Vortexable bands: A unifying perspective on band geometry

Vortexable bands provide a unifying real-space perspective on quantum geometry. We define a band as vortexable if, roughly, one can choose complex coordinates on the plane so that multiplying the band by that coordinate operator does not cause interband transitions. A companion talk shows how vortexable bands are ideal for fractional Chern insulators and other many-body consequences. When this real-space concept is expressed in momentum space, it becomes a statement about the quantum geometry of the system.
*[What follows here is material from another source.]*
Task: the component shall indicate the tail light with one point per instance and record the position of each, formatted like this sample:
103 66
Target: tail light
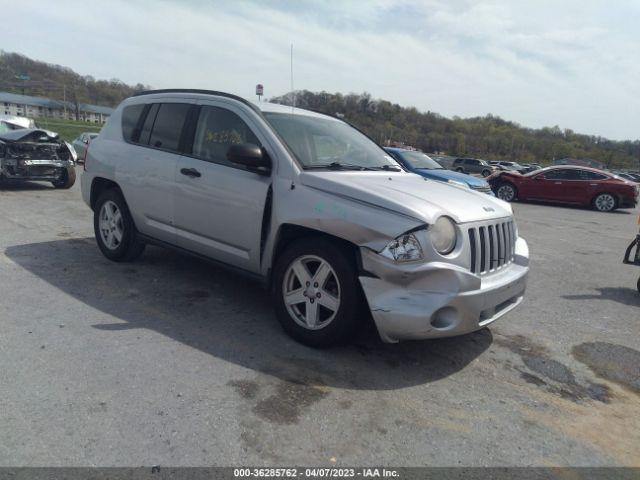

The subset of ``special" vortexable bands is shown to be equivalent to the momentum space ``trace condition" or ``ideal band condition." Alternatively, one can always choose a gauge so that the periodic Bloch wavefunctions of special vortexable bands are holomorphic in the Brillouin zone --- a powerful result linking to holomorphic geometry. We provide a number of examples of vortexable bands derived from chiral graphene and its variants with internal strain and moire potentials. ``General" vortexable bands, however, lie beyond the trace condition. We show the point of failure is the definition of periodic Bloch wavefunctions in terms of the laboratory coordinates, and introduce a modified momentum space measure that can detect any vortexable bands. Moreover, this measure quantifies deviations from vortexability, which can be applied to generic Chern bands to identify promising FCI platforms in moire systems.